12. A registered nurse administers pain medication to a patient suffering from fractured ribs. What type of nursing intervention is this nurse implementing? a. Collaborative b. Independent c. Interdependent d. Dependent

ANS: D The nurse does not have prescriptive authority to order pain medications, unless the nurse is an advanced practice nurse. The intervention is therefore dependent. A collaborative, or interdependent, intervention involves therapies that require combined knowledge, skill, and expertise from multiple health care professionals. An independent intervention does not require an order or collaboration with other professionals.

8. The nurse is caring for seven patients this shift. After completing their assessments, the nurse states that he doesn't know where to begin in developing care plans for these patients. Which of the following is an appropriate suggestion by another nurse? a. "Choose all the interventions and perform them in order of time needed for each one." b. "Make sure you identify the scientific rationale for each intervention first." c. "Decide on goals and outcomes you have chosen for the patients." d. "Begin with the highest priority diagnoses, then select appropriate interventions."
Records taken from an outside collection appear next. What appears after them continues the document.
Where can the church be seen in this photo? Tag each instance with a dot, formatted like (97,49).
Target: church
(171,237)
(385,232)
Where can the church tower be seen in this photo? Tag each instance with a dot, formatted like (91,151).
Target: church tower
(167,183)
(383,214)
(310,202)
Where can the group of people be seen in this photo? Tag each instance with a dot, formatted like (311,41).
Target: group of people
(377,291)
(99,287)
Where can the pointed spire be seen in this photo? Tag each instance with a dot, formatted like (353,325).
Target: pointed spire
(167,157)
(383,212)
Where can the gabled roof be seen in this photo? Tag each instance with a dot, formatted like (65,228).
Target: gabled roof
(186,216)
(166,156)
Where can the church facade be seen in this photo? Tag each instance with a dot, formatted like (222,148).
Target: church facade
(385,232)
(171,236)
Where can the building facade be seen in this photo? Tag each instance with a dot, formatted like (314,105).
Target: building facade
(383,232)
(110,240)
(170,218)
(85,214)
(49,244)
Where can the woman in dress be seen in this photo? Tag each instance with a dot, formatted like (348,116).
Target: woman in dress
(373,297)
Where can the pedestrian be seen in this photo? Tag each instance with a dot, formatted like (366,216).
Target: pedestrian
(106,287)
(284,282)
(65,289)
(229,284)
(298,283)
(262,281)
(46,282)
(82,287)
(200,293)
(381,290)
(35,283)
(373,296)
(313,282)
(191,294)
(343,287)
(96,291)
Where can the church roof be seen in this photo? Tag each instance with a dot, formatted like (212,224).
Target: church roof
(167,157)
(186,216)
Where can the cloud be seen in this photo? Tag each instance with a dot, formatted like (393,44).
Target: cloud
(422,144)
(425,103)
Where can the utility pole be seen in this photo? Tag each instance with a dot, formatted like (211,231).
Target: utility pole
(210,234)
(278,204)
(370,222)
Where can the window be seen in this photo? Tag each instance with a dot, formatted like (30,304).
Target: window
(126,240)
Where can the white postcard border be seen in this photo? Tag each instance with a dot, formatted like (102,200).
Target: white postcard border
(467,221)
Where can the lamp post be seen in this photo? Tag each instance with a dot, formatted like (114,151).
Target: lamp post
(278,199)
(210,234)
ANS: D When developing a plan of care, the nurse needs to rank the nursing diagnoses in order of priority, then select appropriate interventions. Choosing all the interventions should take place after ranking of the diagnoses, and interventions should be prioritized by patient needs, not just by time. The chosen interventions should be evidence-based with scientific rationales, but the diagnoses need to be prioritized first to prioritize interventions. Goals for a patient should be mutually set, not just chosen by the nurse.